No caso dos autos, a inexistência dessa relação ou facto traduzia-se, na alegação do autor, na circunstância do réu ter integrado a quantia recebida pelo autor no seu próprio património, apesar da mesma se destinar a ser integrada no giro da sociedade CP e/ou para fazer face às despesas daquela sociedade.
Porém, o autor apesar de ter alegado e provado que entregou a quantia em causa ao réu, não logrou provar que a mesma se destinava ao fim alegado: entrar para o giro da sociedade e/ou fazer face às despesas da mesma.
Por sua vez, o réu também não logrou provar que o valor recebido correspondia ao reembolso de quantias adiantadas ao autor, conforme alegou na sua contestação.
Ou seja, nem o autor acatou o ónus probatório que sobre si impendia de provar os factos constitutivos do direito que se arrogou (ser ressarcido por ter sofrido um empobrecimento no seu património, injustamente e à custa do enriquecimento ilegítimo do réu), conforme decorre do artigo 342.º, n.º 1, do CC, nem o réu logrou provar o facto excetivo que alegou (a quantia destinava-se a um reembolso que lhe era devido), que sobre ele impendia, nos termos do n.º 2 do mesmo artigo 342.º.
Assim sendo, face à incerteza que decorre da falta ou insuficiência de prova do facto relevante ou essencial para a procedência da pretensão do autor – a que título o mesmo entregou ao réu a quantia de €10.000,00 titulada pelo cheque de fls. 13 – rege o disposto no artigo 516.º do CPC, ou seja, a dúvida sobre a realidade de um facto resolve-se contra a parte a quem o facto aproveita.
No caso, resolve-se contra o autor.
Consequentemente, a sentença recorrida não pode subsistir na ordem jurídica, impondo-se a sua revogação com a consequente absolvição do réu do pedido.

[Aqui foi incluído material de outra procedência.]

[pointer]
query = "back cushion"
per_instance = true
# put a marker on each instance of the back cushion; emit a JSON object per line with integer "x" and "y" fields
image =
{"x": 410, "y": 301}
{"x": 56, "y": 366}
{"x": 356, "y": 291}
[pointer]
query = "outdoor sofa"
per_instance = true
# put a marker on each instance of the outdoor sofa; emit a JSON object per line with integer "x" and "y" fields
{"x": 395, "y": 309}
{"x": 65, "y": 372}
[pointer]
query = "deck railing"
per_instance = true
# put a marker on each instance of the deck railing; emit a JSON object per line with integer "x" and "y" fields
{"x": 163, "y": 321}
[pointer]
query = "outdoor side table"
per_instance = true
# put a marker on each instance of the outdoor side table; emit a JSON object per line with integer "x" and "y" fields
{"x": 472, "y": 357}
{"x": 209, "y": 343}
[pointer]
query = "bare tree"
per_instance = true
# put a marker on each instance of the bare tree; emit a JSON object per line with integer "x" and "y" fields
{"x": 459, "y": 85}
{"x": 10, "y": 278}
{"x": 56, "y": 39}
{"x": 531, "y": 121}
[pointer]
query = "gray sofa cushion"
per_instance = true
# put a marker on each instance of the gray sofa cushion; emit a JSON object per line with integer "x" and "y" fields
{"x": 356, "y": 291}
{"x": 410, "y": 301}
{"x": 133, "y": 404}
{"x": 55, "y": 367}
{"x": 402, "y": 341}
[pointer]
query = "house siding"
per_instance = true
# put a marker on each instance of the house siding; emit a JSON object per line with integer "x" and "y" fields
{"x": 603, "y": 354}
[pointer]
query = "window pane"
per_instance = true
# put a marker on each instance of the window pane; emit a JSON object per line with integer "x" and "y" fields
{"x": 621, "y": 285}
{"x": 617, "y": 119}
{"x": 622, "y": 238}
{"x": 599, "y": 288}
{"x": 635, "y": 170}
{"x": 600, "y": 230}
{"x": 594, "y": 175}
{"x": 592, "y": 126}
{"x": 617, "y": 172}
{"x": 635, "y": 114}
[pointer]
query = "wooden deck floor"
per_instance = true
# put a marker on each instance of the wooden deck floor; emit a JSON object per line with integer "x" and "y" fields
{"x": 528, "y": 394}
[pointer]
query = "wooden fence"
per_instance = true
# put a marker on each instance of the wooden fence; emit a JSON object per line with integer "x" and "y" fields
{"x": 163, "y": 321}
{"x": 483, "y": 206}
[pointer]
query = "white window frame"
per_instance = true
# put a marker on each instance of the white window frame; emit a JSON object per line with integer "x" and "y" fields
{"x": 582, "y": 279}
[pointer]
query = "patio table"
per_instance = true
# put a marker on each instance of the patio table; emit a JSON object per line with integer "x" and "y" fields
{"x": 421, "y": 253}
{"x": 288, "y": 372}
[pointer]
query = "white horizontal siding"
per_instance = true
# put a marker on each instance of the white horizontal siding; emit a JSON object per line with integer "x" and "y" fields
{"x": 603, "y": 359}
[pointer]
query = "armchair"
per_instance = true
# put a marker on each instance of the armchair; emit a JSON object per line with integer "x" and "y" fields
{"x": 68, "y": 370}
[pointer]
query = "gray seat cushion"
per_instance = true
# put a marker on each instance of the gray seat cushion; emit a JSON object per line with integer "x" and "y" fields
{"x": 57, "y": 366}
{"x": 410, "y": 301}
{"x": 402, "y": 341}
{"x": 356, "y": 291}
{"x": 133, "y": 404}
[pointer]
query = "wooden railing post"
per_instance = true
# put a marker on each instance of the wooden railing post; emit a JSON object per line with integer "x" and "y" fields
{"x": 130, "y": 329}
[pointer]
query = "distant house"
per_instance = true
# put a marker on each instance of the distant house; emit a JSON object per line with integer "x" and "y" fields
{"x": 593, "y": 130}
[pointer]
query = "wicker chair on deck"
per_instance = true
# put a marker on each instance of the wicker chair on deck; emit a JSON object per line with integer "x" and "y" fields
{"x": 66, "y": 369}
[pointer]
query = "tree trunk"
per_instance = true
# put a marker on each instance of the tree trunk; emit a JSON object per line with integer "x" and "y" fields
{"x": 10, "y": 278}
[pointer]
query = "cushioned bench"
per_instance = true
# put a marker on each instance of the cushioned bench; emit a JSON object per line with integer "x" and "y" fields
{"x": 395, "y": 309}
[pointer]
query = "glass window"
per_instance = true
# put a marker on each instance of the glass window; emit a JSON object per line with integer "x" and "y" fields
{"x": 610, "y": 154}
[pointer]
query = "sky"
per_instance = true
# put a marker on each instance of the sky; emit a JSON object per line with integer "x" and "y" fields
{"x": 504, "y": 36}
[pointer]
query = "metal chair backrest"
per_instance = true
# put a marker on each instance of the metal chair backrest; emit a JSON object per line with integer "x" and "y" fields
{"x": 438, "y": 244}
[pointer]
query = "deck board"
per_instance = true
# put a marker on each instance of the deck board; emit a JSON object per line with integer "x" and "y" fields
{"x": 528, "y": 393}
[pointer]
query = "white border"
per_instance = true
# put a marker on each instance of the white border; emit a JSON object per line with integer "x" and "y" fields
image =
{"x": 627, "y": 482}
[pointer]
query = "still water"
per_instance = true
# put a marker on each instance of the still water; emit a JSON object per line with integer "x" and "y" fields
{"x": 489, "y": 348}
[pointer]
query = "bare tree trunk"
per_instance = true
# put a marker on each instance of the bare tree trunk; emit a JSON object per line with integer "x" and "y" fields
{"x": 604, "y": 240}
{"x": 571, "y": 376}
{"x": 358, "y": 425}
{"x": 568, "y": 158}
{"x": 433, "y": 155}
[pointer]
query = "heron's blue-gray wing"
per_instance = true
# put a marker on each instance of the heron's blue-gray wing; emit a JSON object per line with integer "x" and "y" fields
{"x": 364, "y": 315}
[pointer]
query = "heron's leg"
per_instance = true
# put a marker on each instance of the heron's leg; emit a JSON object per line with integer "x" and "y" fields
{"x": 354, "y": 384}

Dado o decaimento, as custas nas duas instâncias ficam a cargo do autor/apelado, sendo a taxa de justiça do recurso fixada pela tabela referida no n.º 2 do artigo 6.º do RCP.


IV- DECISÃO
Nos termos e pelas razões expostas, acordam em julgar procedente a apelação, revogando a sentença recorrida e, em consequência, absolvem o réu do pedido.
Custas nos termos sobreditos.


Lisboa, 05 de novembro de 2013

Maria Adelaide Domingos

Eurico José Marques dos Reis

Ana Grácio

[1] Os meios probatórios carreados para os autos, são os seguintes: Documento n.º 1 junto com a petição inicial (fls. 13), que corresponde ao cheque emitido em 05/12/2005, titulando a quantia de €10.000,00; Documento n.ºs 1 a 5 juntos com a contestação (fls. 32 a 36), que correspondem a 5 cheques emitidos pelo réu a favor do autor, titulando, respetivamente, os seguintes valores: Doc. n.º 1 (fls. 32): emitido em 31/08/2005, titulando o valor de €1.000,00; Doc. n.º 2 (fls. 33): emitido em 28/09/2005, titulando o valor de €2.500,00; Doc. n.º 3 (fls. 34): emitido em 04/10/2005, titulando o valor de €2.500,00; Doc. n.º 4 (fls. 34): emitido em 11/11/2005, titulando o valor de €1.130,00; Doc. n.º 5 (fls. 35): emitido em 01/12/2005, titulando o valor de €2.500,00; Documento n.º 1 a 8 junto com a resposta à contestação (fls. 48 a 64), que correspondem a orçamentos elaborados em nome da F Publicidade, subscritos pelo autor, relativos a serviços a prestar por aquela sociedade; Documento n.º 9 junto com a resposta à contestação (fls. 65), que corresponde a um cartão com o nome do autor e um endereço eletrónico deste na referida F.
Depoimento de parte do réu, cuja assentada consta de fls. 76 a 77; Depoimentos das seguintes testemunhas: ….
[2] Esta matéria consta dos números 5, 6, 7 e 11 do alinhamento dos factos provados.
[3] Cfr. pontos 35 e 39 do alinhamento dos factos provados.